Now the compiler has access to the result of inlining max into BenchmarkMax it can apply optimisation passes which were not possible before. For example, the compiler has noted that i is initialised to 0 and only incremented so any comparison with i can assume i will never be negative. Thus, the condition -1 > i will never be true.5

Having proved that -1 > i will never be true, the compiler can simplify the code to

func BenchmarkMax(b *testing.B) {
    var r int
    for i := 0; i < b.N; i++ {
        if false {
            r = -1
        } else {
            r = i
        }
    }
    Result = r
}

and because the branch is now a constant, the compiler can eliminate the unreachable path leaving it with

func BenchmarkMax(b *testing.B) {
    var r int
    for i := 0; i < b.N; i++ {
        r = i
    }
    Result = r
}

Thus, through inlining and the optimisations it unlocks, the compiler has reduced the expression r = max(-1, i) to simply r = i.

The limits of inlining

In this article I’ve discussed, so called, leaf inlining; the act of inlining a function at the bottom of a call stack into its direct caller. Inlining is a recursive process, once a function has been inlined into its caller, the compiler may inline the resulting code into its caller, as so on.

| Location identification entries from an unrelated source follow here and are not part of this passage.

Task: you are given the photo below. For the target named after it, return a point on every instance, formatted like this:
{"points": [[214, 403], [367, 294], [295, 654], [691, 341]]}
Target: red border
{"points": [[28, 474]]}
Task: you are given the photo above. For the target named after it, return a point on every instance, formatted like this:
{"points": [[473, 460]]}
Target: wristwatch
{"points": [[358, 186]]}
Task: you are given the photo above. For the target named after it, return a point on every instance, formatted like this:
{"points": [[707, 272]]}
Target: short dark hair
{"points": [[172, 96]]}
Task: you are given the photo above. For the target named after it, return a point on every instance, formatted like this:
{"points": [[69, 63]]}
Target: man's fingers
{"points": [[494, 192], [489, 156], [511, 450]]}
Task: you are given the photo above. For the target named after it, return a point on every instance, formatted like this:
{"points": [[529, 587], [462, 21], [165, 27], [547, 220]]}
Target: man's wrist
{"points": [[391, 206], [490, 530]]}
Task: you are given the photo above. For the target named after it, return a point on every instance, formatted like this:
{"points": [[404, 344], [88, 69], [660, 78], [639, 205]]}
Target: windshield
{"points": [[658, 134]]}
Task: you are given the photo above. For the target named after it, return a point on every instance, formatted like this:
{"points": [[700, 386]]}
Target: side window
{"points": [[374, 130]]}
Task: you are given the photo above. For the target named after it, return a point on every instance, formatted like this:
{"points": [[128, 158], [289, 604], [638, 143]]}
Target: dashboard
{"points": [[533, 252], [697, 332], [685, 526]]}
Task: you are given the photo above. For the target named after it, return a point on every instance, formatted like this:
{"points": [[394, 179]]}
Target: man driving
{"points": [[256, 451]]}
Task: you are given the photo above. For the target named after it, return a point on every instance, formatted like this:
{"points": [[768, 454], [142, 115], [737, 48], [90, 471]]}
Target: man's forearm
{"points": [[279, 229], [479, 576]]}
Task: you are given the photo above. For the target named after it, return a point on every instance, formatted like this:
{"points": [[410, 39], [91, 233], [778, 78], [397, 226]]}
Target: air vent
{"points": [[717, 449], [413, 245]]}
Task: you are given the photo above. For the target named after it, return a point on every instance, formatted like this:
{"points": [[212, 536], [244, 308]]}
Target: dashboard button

For example, this code

func BenchmarkMaxMaxMax(b *testing.B) {
    var r int
    for i := 0; i < b.N; i++ {
        r = max(max(-1, i), max(0, i))
    }
    Result = r
}

runs as fast as the previous example as the compiler is able to repeatedly apply the optimisations outlined above to reduce the code to the same r = i expression.

In the next article I’ll discuss an alternative inlining strategy when the Go compiler wishes to inline a function in the middle of a call stack. Finally I’ll discuss the limits that the compiler is prepared to go to to inline code, and which Go constructs are currently beyond its capability.